D'autres systèmes d'exploitation qui utilisaient le mode protégé du 286 étaient Microsoft Xenix (vers 1984), Coherent , et Minix . Ceux-ci étaient moins gênés par les limitations du mode protégé du 80286 car ils n'étaient pas destinés à exécuter des applications MS-DOS ou d'autres programmes en mode réel.

Lors de la conception du 80386, les ingénieurs d'Intel étaient conscients de la mauvaise réputation du 80286 et l'ont acceptée. Ils ont amélioré le mode protégé du 80386 pour adresser davantage de mémoire et ont également ajouté le mode virtuel 8086 , un mode intégré au mode protégé offrant une bien meilleure compatibilité MS-DOS.

Composants de support

Siemens SAB82284, SAB82288 et SAB82289 (au Deutsches Museum )

Voici une liste des composants d'interface de bus qui se connectent à un microprocesseur Intel 80286.

  • Jeu de puces haute intégration 82230/82231 compatible AT – Le jeu 82230 comprend les puces suivantes : horloge 82C284, contrôleur de bus 82288 et deux contrôleurs d’interruptions 8259A, entre autres composants.

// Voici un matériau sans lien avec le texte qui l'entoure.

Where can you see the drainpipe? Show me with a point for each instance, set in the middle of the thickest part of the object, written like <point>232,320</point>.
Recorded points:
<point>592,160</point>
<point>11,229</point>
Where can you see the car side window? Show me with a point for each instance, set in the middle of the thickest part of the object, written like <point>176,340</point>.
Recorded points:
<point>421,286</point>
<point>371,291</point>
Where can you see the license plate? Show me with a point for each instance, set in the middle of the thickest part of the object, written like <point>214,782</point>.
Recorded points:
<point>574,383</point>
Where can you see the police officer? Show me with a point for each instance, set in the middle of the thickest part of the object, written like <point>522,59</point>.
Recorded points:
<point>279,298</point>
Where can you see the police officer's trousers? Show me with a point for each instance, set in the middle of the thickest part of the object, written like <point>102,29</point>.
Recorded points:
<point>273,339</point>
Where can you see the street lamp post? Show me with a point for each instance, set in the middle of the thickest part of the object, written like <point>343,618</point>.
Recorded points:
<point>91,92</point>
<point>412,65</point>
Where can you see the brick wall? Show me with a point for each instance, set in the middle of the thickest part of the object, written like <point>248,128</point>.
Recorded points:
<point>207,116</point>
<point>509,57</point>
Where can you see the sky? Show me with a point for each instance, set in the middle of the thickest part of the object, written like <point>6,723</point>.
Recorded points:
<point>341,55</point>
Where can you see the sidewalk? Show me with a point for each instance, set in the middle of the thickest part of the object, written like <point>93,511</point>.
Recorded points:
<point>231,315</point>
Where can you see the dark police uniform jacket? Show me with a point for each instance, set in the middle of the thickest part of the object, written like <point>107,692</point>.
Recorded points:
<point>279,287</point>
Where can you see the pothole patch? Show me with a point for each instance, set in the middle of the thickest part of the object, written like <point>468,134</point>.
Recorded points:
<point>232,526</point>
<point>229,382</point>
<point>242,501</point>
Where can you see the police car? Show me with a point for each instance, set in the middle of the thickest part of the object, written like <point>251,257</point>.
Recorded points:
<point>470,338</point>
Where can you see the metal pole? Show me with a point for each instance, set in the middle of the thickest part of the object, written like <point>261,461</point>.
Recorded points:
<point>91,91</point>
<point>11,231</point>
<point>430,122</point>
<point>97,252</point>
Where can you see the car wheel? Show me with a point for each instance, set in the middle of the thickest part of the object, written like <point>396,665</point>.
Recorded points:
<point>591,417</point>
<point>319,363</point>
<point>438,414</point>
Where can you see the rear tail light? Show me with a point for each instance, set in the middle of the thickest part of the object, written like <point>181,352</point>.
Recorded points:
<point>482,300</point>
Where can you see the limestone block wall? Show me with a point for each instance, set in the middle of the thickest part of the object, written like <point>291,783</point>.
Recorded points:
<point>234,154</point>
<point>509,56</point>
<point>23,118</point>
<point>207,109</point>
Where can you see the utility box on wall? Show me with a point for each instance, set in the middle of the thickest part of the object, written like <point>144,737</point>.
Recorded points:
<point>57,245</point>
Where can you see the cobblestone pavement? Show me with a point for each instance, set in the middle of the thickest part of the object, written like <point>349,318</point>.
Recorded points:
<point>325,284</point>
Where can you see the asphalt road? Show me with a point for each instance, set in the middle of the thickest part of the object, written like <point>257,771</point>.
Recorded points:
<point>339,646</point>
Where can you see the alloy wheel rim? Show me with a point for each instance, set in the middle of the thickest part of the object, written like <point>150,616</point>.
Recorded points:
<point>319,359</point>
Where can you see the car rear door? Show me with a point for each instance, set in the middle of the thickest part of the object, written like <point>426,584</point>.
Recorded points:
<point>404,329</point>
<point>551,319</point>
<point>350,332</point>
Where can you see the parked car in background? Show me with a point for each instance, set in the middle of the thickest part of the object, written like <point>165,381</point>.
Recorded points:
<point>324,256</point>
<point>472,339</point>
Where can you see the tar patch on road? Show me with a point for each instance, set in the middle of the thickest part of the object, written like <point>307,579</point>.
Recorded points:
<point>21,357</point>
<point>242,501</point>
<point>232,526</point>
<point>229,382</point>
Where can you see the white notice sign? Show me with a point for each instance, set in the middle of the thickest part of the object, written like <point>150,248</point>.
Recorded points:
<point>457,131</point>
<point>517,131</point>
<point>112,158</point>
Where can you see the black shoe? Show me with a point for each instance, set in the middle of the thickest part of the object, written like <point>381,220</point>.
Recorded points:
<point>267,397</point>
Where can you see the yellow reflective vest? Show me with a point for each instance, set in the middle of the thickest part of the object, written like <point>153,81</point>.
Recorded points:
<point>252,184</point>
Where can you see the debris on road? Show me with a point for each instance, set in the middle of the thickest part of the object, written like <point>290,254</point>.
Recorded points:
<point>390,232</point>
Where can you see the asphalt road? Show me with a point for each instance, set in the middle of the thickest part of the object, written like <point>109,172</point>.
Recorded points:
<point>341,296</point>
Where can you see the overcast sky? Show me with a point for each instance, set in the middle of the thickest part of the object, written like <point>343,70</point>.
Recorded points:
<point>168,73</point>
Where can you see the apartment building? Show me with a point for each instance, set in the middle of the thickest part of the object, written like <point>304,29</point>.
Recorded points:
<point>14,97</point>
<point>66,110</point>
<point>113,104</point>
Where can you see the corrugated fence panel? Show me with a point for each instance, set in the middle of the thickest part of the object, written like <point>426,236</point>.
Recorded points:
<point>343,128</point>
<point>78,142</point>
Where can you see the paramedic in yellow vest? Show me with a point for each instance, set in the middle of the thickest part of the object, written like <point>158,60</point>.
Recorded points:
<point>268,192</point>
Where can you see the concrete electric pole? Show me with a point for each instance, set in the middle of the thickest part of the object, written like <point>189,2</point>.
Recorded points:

Le jeu 82231 comprend les puces suivantes : minuterie d’interruptions 8254, mappeur mémoire 74LS612 et deux contrôleurs DMA 8237A, entre autres composants. Ces jeux étaient disponibles auprès de Zymos Corp. (fourni par un fournisseur de second rang). Les deux jeux sont disponibles par lots de 100 unités, au prix de 60 USD pour la version 10 MHz et de 90 USD pour la version 12 MHz.
  • Contrôleur d'accès direct à la mémoire avancé 82258 – Taux de transfert de 8 Mo/s, prend en charge jusqu'à 32 sous-canaux, le masquage et la comparaison, la vérification, la traduction et les opérations d'assemblage/désassemblage simultanées. Il prend également en charge une plage d'adressage de 16 Mo. Ces contrôleurs étaient disponibles au prix de 170 USD par lots de 100.
  • 82284 et 82C284 Générateur d'horloge et pilote – Intel a fourni cette version 82284 à Fujitsu Limited vers 1985. Le chipset de marque Intel était disponible en PLCC 20 broches en échantillonnage au premier trimestre 1986.
  • Le contrôleur de bus 82288 est fourni en boîtier DIP à 20 broches . Il remplace le 8288 utilisé avec les processeurs précédents. Intel a sous-traité la fabrication de ce chipset à Fujitsu Limited vers 1985. La version PLCC à 20 broches était disponible en échantillonnage au cours du premier trimestre 1986.